Casos de vestidos

          Foi numa tarde de sábado no Marcô de Santa Teresa que conheci Sonia B recusando o oferecimento de Leila, a vendedora das famosas camisetas do bondinho. Sentei-me ao seu lado, ela sorriu, encheu meu copo de cerveja e disse:
- Não sou de usar essas coisas. Tenho meu estilo. Faço a minha própria moda.
Ficamos camaradas e passamos a nos ver com frequência naquela roda de choro comandada pelo Trio Perigoso, cuja formação era Patrick Angello no violão de sete cordas, Domingos Oliveira no cavaco, Guilherme Dizzy no pandeiro e participação de Dudu Oliveira na flauta.
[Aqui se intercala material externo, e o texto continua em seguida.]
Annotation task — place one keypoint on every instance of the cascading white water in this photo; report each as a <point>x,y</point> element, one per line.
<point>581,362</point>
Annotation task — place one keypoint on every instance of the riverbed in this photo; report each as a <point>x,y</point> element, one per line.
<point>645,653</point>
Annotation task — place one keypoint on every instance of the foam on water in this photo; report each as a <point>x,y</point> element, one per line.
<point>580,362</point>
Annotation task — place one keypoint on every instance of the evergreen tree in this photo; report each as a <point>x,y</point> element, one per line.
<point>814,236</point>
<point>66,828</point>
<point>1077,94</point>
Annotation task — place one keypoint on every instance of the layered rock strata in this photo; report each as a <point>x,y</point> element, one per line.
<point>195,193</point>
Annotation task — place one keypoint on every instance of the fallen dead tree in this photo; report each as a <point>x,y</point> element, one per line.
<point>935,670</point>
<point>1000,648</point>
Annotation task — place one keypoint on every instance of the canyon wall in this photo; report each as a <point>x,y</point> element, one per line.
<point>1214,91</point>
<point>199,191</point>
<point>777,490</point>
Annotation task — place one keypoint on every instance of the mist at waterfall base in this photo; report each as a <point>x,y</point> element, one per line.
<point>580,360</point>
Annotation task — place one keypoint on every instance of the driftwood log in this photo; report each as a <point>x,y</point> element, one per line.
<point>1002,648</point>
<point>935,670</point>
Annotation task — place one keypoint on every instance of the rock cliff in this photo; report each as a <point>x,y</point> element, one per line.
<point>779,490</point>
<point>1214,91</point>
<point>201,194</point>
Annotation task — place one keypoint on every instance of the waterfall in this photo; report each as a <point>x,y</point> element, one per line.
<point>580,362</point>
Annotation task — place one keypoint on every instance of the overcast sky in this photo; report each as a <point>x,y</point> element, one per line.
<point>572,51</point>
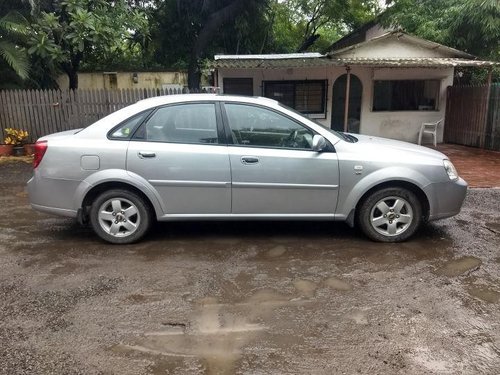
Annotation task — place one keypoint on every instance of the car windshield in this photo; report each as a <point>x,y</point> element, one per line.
<point>344,136</point>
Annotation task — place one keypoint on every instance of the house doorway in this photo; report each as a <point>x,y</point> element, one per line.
<point>355,90</point>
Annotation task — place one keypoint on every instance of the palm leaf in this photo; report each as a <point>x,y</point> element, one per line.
<point>14,22</point>
<point>15,57</point>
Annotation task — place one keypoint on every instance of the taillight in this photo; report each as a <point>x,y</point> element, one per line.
<point>40,148</point>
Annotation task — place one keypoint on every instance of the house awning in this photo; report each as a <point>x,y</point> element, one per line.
<point>310,60</point>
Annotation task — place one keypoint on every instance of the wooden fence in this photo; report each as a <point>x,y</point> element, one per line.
<point>473,116</point>
<point>42,112</point>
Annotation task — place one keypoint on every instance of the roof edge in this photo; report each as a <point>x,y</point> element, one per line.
<point>415,39</point>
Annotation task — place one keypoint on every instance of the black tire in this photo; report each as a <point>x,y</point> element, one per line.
<point>402,210</point>
<point>120,211</point>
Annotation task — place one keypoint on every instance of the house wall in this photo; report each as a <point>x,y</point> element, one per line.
<point>124,80</point>
<point>402,125</point>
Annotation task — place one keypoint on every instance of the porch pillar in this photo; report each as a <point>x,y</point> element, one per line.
<point>347,93</point>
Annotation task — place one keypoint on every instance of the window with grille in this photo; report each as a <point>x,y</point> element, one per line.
<point>406,95</point>
<point>308,97</point>
<point>238,86</point>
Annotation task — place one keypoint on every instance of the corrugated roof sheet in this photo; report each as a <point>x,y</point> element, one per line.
<point>251,62</point>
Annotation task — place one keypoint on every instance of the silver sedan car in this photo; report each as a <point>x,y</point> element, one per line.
<point>211,157</point>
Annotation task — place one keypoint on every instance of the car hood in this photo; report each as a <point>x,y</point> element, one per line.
<point>384,144</point>
<point>59,134</point>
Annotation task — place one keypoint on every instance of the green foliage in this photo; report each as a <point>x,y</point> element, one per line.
<point>469,25</point>
<point>13,30</point>
<point>314,24</point>
<point>87,32</point>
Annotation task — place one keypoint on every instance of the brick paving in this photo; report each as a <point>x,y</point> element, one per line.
<point>480,168</point>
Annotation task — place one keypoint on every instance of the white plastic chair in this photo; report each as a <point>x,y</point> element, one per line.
<point>429,128</point>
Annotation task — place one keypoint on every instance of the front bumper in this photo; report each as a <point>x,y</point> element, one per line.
<point>446,198</point>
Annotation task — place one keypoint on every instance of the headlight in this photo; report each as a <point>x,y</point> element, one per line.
<point>450,169</point>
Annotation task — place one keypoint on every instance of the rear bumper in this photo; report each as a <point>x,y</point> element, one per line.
<point>54,210</point>
<point>446,198</point>
<point>52,196</point>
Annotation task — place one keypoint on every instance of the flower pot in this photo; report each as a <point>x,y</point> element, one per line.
<point>18,151</point>
<point>6,150</point>
<point>29,149</point>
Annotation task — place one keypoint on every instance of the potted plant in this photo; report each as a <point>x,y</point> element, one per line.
<point>15,138</point>
<point>6,149</point>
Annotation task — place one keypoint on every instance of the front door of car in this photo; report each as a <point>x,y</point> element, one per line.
<point>274,169</point>
<point>177,151</point>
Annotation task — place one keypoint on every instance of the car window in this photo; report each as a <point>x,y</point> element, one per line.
<point>259,127</point>
<point>126,128</point>
<point>184,123</point>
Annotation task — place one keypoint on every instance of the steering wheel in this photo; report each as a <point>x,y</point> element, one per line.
<point>291,139</point>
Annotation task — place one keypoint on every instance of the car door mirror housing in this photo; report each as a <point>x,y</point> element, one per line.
<point>319,143</point>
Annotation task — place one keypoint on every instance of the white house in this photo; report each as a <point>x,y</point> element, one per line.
<point>393,82</point>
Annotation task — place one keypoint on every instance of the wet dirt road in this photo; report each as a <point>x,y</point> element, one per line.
<point>247,298</point>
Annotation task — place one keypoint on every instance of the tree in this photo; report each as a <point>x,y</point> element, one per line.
<point>469,25</point>
<point>186,32</point>
<point>312,25</point>
<point>13,28</point>
<point>72,32</point>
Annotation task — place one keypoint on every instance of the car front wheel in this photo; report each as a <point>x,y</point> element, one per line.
<point>120,216</point>
<point>390,215</point>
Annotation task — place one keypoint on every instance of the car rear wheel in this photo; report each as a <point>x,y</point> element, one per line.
<point>390,215</point>
<point>120,216</point>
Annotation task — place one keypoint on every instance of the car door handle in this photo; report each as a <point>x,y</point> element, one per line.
<point>146,154</point>
<point>249,159</point>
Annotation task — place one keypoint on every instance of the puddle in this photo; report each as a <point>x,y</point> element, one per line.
<point>216,335</point>
<point>459,266</point>
<point>142,298</point>
<point>484,294</point>
<point>493,227</point>
<point>276,251</point>
<point>305,288</point>
<point>338,284</point>
<point>359,317</point>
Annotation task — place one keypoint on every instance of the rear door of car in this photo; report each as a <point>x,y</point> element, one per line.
<point>180,149</point>
<point>274,169</point>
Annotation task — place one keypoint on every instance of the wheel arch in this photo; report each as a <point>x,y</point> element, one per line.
<point>90,188</point>
<point>95,191</point>
<point>420,194</point>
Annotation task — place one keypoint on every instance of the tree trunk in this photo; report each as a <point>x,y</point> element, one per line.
<point>194,74</point>
<point>215,20</point>
<point>73,79</point>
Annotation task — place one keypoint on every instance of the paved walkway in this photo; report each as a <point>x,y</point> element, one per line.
<point>480,168</point>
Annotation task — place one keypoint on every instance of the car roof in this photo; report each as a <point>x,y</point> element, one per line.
<point>180,98</point>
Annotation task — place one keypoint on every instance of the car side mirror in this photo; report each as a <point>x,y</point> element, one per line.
<point>319,143</point>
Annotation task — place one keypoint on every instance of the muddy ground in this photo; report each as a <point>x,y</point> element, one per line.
<point>247,298</point>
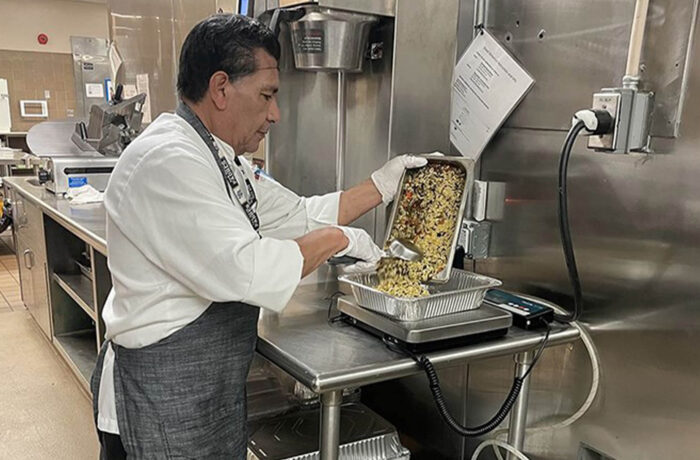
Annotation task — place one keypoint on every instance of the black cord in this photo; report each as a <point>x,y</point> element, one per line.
<point>540,350</point>
<point>564,229</point>
<point>439,398</point>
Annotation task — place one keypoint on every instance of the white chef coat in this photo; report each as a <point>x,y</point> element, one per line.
<point>177,242</point>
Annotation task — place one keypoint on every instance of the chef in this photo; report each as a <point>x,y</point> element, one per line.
<point>198,242</point>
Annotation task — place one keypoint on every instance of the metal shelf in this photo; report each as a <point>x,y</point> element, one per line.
<point>79,288</point>
<point>79,349</point>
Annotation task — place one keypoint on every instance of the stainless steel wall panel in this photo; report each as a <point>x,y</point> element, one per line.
<point>573,50</point>
<point>144,35</point>
<point>635,223</point>
<point>149,36</point>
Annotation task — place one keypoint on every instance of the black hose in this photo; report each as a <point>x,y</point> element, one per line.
<point>564,229</point>
<point>497,419</point>
<point>450,420</point>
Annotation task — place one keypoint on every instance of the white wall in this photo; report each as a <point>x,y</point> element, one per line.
<point>21,21</point>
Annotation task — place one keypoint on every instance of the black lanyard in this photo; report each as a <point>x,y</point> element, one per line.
<point>249,203</point>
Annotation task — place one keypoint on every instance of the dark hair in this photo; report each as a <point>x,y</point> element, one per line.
<point>225,42</point>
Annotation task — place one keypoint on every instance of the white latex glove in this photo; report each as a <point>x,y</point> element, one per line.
<point>387,178</point>
<point>360,246</point>
<point>84,194</point>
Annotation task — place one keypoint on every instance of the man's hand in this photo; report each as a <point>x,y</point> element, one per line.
<point>387,178</point>
<point>360,245</point>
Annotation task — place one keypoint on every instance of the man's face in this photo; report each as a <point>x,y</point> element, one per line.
<point>251,105</point>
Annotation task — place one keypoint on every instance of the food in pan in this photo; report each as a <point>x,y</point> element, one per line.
<point>426,216</point>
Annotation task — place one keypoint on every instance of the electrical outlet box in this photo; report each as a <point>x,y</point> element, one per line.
<point>611,103</point>
<point>631,111</point>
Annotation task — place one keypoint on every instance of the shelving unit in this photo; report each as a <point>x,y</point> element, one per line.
<point>79,288</point>
<point>78,349</point>
<point>77,326</point>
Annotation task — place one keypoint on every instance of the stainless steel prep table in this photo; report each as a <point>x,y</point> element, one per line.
<point>86,221</point>
<point>328,358</point>
<point>325,358</point>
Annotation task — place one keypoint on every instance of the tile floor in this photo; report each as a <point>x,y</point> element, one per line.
<point>43,412</point>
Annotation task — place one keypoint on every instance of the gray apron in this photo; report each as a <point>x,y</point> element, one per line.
<point>184,396</point>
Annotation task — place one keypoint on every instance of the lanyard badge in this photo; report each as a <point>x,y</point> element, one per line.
<point>233,186</point>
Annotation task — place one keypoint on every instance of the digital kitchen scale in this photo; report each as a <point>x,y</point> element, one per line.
<point>447,331</point>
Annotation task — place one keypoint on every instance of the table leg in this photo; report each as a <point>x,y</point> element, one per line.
<point>518,415</point>
<point>330,424</point>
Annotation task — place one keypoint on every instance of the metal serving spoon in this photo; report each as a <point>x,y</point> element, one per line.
<point>405,250</point>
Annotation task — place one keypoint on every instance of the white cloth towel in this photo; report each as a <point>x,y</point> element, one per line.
<point>84,194</point>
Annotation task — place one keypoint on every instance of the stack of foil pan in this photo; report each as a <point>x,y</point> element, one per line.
<point>364,435</point>
<point>463,291</point>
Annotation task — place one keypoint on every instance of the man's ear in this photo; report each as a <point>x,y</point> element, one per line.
<point>218,84</point>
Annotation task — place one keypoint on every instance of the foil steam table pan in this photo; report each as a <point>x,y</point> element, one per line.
<point>364,435</point>
<point>463,291</point>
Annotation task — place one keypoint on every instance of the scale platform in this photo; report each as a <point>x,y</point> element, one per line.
<point>447,331</point>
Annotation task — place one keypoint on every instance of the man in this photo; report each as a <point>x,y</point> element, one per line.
<point>197,243</point>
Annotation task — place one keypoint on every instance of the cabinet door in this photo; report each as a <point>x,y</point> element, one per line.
<point>24,260</point>
<point>40,295</point>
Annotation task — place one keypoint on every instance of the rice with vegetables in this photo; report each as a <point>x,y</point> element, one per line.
<point>426,216</point>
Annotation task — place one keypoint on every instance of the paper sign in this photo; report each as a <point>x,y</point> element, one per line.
<point>129,91</point>
<point>94,90</point>
<point>115,60</point>
<point>142,87</point>
<point>487,85</point>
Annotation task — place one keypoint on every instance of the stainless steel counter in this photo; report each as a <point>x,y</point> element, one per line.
<point>87,221</point>
<point>300,341</point>
<point>327,358</point>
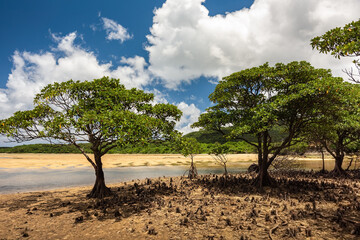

Um bom tempo depois, eu estava com Sonia B num brechó de Copacabana a fuçar roupas usadas. Meu interesse era mais de encontrar algum chapéu antigo, estiloso, algo diferente, mas, para homem, não havia quase nada ali. Só umas boinas sem graça e desbotados bonés de marca. No mais, acessórios femininos, bijuterias bregas, óculos horrorosos, bolsas, sapatos e pobres vestidinhos de alcinha. Foi num daqueles que me livrei de constrangimentos no carnaval do ano anterior. Eu tinha caído na conversa de um amigo e, na ida para a praia só de sunga e chinelo, aceitei espiarmos o Cordão da Bola Preta. Foi a pior coisa que fiz. Eu ali quase pelado. Depois de levar apalpadelas e tapas no traseiro, descobri um camelô na confusão a vender vestidinhos baratos. Comprei logo um azul e preto e me compus devidamente, até sairmos daquele inferno.
          Depois de revirar todo o brechó, Sonia B desencavou um vestido colorido, flores estampadas com cordinhas de amarrar nos ombros. Estava eufórica com a descoberta.
- Não é lindo? Esse ninguém mais tem. Adorei!
Fomos até a mocinha do caixa e eu reparei num amarelado vestido de noiva atrás dela. Contei que vira um daqueles num brechó de Ipanema. Era magnífico, coberto de pedrarias e cauda longuíssima. Minha amiga Simone estava comigo no dia. Arregalou os olhos assim que o viu e me confessou ser aquele um sonho irrealizado de anos. Seguro da simpatia conquistada pela dona do lugar com nosso espalhafato, disse:
- Não seja por isso. Vamos realizar seu sonho agora.
Com a autorização da mulher, fiz Simone vestir aquela maravilha, meti uma cartola na cabeça, um fraque que mal me cabia e saímos os dois para a calçada. O povo que passava, inclusive, um famoso ator global, aplaudiu.
- Sabe o que fiz do meu? Joguei fora – revelou Sonia B, enquanto pagava sua compra – Mas tem muita gente que guarda. Guarda para a vida toda. Eu hein?
Lembrei-me logo de G, um conhecido meu, obcecado pelo vestido de casamento da mãe, devidamente preservado dentro de uma caixa na parte superior do armário dela. Quando dava na veneta, nos momentos em que se via sozinho, ele retirava a caixa lá do alto, se vestia todo de véu e grinalda e se admirava ao espelho. Fico a imaginar a figura. Um sujeito baixinho, gordinho, peludo igual macaco, careca e vestido de noiva.
Até o dia em que a empregada da casa chegou da rua e deu flagrante. Tratou logo de contar para a patroa. Formou-se clima pesado e todos foram postos frente a frente para acareação. G, na maior cara de pau, contou o sucedido:
- Não foi bem assim, mamãe. Eu ia passando pelo quarto, quando uma ventania fez abrir a porta do armário e o vestido caiu lá de cima. Só fiz apará-lo no peito. Foi aí que a Maria entrou.
Maria, vinte anos de serviços prestados, foi posta na rua na hora, a maledicente.
          Sábado seguinte no Bar do Marcô, Sonia B estreou seu vestido florido. Estava lá toda exibida, toda orgulhosa da roupa que ninguém tinha igual, quando viu entrar uma mulher usando o mesmo vestido. Perplexidade.
As duas se olharam bem desconsertadas. Pensaram em fingir, mas não deu. Caíram na risada. Para descontrair, propus uma foto das gêmeas.
Elas se abraçaram, sorriram e, quando eu já ia bater, eis que surge Leila, a vendedora de camisetas dos bondinhos. E, para nosso espanto, por incrível que possa parecer, mas juro que é verdade, ela também usava o MESMO VESTIDO.
E se juntou com as duas para a foto.